Last Updated on August 4, 2017 by Dave Farquhar

Halon-2402 and I have met. Some years ago, I saw an old sign in a computer room. The sign had to be old, because smoking in offices has been banned since the 1980s, and the sign appeared to be hand-lettered in colored permanent marker. It read something like this:

No smoking is allowed. Smoke in this room will cause the release of an expensive gas (Halon) and require its replacement. Absolutely no smoking is allowed!

The sign omitted one relatively significant detail. Not only is (was) Halon-2402 expensive, it will also kill you!

This is a better sign than the one I remember from the early days of my career. A good CISSP says human life trumps the cost of a fire extinguishing gas.
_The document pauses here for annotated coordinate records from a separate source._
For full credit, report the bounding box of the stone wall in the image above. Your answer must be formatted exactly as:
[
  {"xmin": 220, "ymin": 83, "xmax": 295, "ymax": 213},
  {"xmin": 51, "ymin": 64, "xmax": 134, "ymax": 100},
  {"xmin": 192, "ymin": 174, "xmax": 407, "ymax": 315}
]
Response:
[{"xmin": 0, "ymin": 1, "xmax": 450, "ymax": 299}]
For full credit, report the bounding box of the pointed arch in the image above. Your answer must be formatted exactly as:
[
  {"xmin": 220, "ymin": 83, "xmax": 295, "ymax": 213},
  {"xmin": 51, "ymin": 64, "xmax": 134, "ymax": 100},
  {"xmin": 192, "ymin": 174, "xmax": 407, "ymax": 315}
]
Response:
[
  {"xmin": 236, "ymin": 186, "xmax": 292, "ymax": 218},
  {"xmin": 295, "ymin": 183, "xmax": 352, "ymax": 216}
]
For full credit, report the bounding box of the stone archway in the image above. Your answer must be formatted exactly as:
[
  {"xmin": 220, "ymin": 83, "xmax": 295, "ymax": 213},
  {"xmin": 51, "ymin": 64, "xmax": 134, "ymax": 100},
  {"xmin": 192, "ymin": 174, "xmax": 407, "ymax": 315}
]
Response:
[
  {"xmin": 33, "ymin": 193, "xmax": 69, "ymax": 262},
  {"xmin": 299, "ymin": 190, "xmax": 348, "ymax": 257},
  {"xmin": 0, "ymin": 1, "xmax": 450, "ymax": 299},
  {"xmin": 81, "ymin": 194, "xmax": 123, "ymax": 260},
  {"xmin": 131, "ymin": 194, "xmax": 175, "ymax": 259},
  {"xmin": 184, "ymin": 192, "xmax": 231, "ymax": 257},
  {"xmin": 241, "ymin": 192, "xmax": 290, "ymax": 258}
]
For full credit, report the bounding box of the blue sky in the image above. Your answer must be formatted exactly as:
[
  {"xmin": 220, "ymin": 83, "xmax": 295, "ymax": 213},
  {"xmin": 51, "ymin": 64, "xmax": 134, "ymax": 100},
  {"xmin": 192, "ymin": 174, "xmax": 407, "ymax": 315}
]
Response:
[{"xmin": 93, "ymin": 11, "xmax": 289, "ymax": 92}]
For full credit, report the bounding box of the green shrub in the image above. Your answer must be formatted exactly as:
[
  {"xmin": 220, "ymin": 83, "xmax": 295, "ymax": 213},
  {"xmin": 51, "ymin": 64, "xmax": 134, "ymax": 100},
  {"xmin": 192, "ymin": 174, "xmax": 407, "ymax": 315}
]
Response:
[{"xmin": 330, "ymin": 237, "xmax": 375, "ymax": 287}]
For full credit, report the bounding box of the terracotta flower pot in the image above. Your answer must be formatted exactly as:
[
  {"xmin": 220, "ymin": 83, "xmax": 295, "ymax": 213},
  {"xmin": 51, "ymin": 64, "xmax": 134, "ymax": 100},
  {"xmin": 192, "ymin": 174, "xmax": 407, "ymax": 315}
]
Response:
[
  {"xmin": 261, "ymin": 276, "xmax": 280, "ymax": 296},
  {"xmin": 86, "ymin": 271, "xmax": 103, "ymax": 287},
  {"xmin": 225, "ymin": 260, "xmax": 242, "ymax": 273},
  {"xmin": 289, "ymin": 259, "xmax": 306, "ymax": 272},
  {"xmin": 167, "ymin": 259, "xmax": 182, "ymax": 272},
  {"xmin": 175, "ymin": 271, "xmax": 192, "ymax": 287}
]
Several years later, I was working in a computer facility that still used Halon for fire suppression. Halon worked by interfering with the chemical reaction of fire and was especially nice for fire suppression around computer and communications equipment because it didn’t cause corrosion. Unfortunately it was very bad for the ozone layer, so its was banned under the 1987 Montreal Protocol and hasn’t been produced in the United States since 1993.

For whatever reason, management decided to discontinue using Halon in that building and installed a sprinkler system. In the process of removing the old Halon tanks, someone dropped and ruptured one of them. Someone ran around the building pounding on doors and yelling “Discharge!” After the second go-round, we figured out that meant to get out of the building until further notice. It was several hours before the authorities deemed the building safe for us to re-enter.

I’m pretty sure paying all of us to sit around outside the building and mess with our phones all day cost a lot more than all the Halon in the building was worth.

Job one in security is to prevent loss of life. Expense is also a concern–if something is worth $1,000, then a security consultant’s job is to protect it with measures that will take $1,000.01 worth of effort to defeat–but preserving life always trumps preserving dollars.

And besides that, I’m pretty sure that pointing out the potentially deadly consequences of smoking in that old computer room would have been more effective.